L’attesa è pazienza; ma altresì costanza e sofferenza.
A volte mi sento come se una freccia avvelenata colpisse la mia anima. Il veleno scorre lentamente e dolorosamente e fa il suo percorso fino a distruggere ogni parte del mio essere. Emozioni e sentimenti vengono sovrapposti da delusioni continue, dall’assenza di soddisfazione e realizzazione. Vuoto… Un senso di vuoto, che mi accompagna nella monotona e grigia quotidanità. Tempo fa, fui portata davanti a un bivio, nel quale probabilmente ho scelto la via sbagliata. Anche se da questo sbaglio è nato un fiuore bellissimo: non riesco ad ignorare la voglia di essere quello che sono – una ragazza, non una donna!

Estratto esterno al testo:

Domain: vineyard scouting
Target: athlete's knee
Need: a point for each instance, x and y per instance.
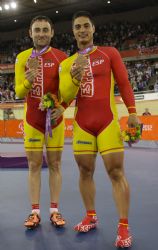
(35, 165)
(54, 165)
(116, 173)
(86, 171)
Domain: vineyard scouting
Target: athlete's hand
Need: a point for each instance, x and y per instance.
(57, 112)
(77, 69)
(133, 121)
(31, 74)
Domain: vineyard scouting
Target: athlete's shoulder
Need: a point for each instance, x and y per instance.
(108, 49)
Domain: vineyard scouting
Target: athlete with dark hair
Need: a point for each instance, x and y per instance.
(89, 75)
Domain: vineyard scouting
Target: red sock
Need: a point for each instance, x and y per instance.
(91, 213)
(35, 206)
(123, 221)
(53, 205)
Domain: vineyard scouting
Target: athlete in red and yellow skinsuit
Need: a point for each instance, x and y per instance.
(89, 75)
(46, 81)
(35, 77)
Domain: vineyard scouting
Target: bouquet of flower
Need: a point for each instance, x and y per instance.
(132, 135)
(48, 103)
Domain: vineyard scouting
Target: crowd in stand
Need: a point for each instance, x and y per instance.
(125, 36)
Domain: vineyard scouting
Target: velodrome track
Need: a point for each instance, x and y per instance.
(142, 173)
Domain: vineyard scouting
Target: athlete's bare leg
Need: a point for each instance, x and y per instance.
(34, 176)
(55, 177)
(114, 166)
(86, 164)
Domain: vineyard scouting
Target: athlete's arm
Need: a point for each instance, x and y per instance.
(23, 80)
(68, 87)
(121, 77)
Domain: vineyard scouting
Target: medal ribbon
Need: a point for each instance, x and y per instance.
(36, 54)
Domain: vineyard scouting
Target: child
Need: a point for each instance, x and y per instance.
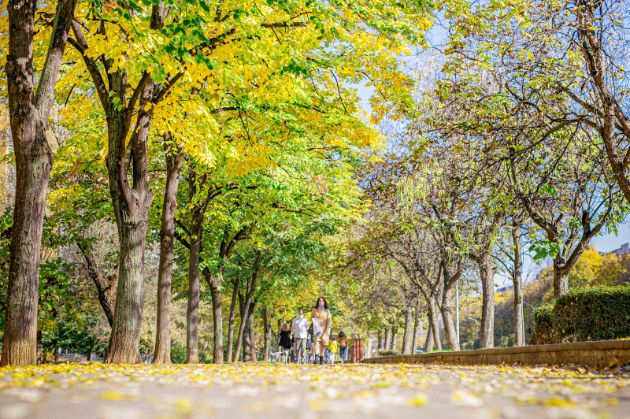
(343, 347)
(332, 347)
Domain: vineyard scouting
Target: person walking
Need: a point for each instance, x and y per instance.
(343, 347)
(333, 348)
(300, 336)
(322, 323)
(285, 341)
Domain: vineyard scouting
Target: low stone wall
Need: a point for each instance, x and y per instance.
(597, 354)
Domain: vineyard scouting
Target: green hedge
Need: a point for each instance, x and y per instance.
(543, 327)
(599, 313)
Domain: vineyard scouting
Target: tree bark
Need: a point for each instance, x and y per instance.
(217, 316)
(560, 280)
(231, 320)
(194, 292)
(449, 323)
(487, 302)
(435, 326)
(162, 353)
(267, 330)
(105, 286)
(428, 343)
(249, 347)
(28, 114)
(131, 207)
(246, 306)
(408, 337)
(517, 281)
(417, 329)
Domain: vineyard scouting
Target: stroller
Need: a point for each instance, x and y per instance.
(280, 356)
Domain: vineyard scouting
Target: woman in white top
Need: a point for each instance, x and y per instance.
(322, 323)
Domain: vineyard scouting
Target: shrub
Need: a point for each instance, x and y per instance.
(543, 327)
(598, 313)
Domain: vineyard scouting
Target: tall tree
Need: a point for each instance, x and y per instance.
(29, 110)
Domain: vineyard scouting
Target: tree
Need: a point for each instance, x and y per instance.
(29, 110)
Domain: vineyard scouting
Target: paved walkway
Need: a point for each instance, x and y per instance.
(278, 391)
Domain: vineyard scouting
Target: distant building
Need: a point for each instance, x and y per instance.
(623, 250)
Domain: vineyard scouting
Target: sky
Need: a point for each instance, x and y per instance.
(605, 242)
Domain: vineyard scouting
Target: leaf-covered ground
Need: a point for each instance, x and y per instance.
(279, 391)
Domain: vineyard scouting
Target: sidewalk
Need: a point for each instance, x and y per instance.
(292, 391)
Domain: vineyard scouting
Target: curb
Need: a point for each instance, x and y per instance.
(595, 354)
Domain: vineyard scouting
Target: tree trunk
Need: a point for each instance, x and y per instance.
(194, 293)
(517, 281)
(408, 337)
(28, 114)
(560, 280)
(417, 329)
(267, 330)
(449, 323)
(487, 302)
(434, 322)
(105, 287)
(246, 306)
(230, 343)
(249, 350)
(217, 317)
(162, 353)
(131, 207)
(428, 343)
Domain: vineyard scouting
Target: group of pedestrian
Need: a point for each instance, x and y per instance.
(313, 343)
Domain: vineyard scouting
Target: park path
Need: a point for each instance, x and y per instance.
(295, 391)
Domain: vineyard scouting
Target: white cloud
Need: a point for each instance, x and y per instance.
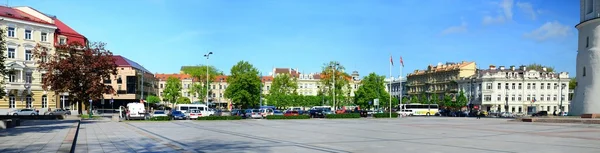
(550, 30)
(456, 29)
(528, 9)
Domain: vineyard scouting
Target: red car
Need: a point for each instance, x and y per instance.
(291, 113)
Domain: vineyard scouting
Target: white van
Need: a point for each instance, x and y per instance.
(136, 111)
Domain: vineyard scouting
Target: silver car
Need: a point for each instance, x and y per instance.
(26, 111)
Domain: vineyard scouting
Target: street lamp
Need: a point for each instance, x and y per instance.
(207, 76)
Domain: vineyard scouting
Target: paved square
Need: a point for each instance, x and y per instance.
(423, 135)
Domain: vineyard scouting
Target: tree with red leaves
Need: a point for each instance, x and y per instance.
(77, 69)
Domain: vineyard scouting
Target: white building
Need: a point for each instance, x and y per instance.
(517, 90)
(588, 59)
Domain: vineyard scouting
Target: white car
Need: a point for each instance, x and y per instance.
(405, 113)
(26, 111)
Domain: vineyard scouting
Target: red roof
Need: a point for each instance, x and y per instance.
(20, 15)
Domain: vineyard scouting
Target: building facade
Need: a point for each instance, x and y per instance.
(132, 83)
(517, 90)
(588, 57)
(440, 79)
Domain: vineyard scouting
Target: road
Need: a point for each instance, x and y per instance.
(423, 135)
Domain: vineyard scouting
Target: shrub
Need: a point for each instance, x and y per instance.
(281, 117)
(385, 115)
(349, 115)
(160, 118)
(220, 118)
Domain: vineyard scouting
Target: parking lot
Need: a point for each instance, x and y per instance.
(417, 134)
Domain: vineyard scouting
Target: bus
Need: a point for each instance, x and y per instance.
(421, 109)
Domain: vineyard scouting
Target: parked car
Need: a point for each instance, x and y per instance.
(25, 111)
(291, 113)
(159, 113)
(277, 112)
(58, 112)
(540, 113)
(178, 115)
(253, 113)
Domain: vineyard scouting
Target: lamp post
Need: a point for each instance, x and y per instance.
(207, 76)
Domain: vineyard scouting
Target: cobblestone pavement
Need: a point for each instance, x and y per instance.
(424, 135)
(42, 136)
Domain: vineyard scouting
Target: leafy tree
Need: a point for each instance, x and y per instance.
(183, 100)
(535, 66)
(372, 88)
(461, 100)
(77, 69)
(341, 79)
(448, 100)
(152, 99)
(3, 71)
(572, 83)
(172, 90)
(199, 74)
(244, 85)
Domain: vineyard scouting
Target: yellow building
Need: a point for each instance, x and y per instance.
(440, 79)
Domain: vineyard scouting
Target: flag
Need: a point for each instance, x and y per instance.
(401, 61)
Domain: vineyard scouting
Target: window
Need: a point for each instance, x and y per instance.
(44, 101)
(28, 34)
(62, 41)
(28, 101)
(12, 53)
(28, 55)
(11, 101)
(11, 32)
(44, 37)
(28, 77)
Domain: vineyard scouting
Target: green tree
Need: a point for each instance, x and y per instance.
(172, 90)
(152, 99)
(3, 71)
(183, 100)
(244, 85)
(199, 74)
(535, 66)
(341, 79)
(372, 87)
(572, 83)
(448, 101)
(461, 100)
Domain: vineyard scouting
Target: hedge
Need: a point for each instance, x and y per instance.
(220, 118)
(281, 117)
(160, 118)
(385, 115)
(349, 115)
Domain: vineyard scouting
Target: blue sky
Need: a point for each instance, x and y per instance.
(163, 35)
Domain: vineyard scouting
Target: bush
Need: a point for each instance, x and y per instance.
(160, 118)
(349, 115)
(385, 115)
(220, 118)
(281, 117)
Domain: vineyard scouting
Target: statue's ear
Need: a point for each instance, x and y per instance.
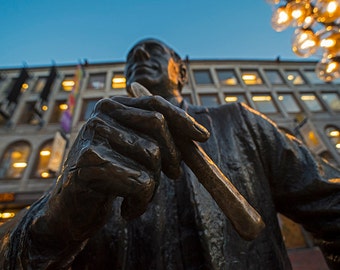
(183, 75)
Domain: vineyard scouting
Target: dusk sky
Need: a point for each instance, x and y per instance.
(37, 33)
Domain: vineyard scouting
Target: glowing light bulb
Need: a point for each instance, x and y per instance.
(305, 43)
(281, 19)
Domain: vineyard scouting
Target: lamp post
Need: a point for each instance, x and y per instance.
(317, 24)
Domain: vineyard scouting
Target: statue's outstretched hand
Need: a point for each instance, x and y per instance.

Dietro la cortina delle inafferrabili nuvole si nascondono i miei pensieri, si lasciano trasportare lievi dalla brezza leggera, come incantati dalla voce del vento.
Quando odi qualcuno non fai del male all’altro, ma solo a te stesso, perché mentre l’altro non sa che farsene del tuo odio, tu soffri e non ti godi la vita!
Il caffè caldo della mattina m’invade i sensi, mentre pochi raggi di sole attraversano le imposte a malapena socchiuse, un leggiadro soffio di vento mi accarezza il viso ed assopisce la malinconia e solitudine, madri dell’ombra nera ancora viva. Ora non è più così, il silenzio coltiva l’anima mia come l’erba fresca nutre il gregge.
Ci si può ingenuamente illudere di qualcosa di possibile, oppure ci si può follemente illudere di qualcosa di impossibile.
Osservo, cerco, qualcosa riesco anche a capire. Ma è sempre molto di più ciò che mi sfugge.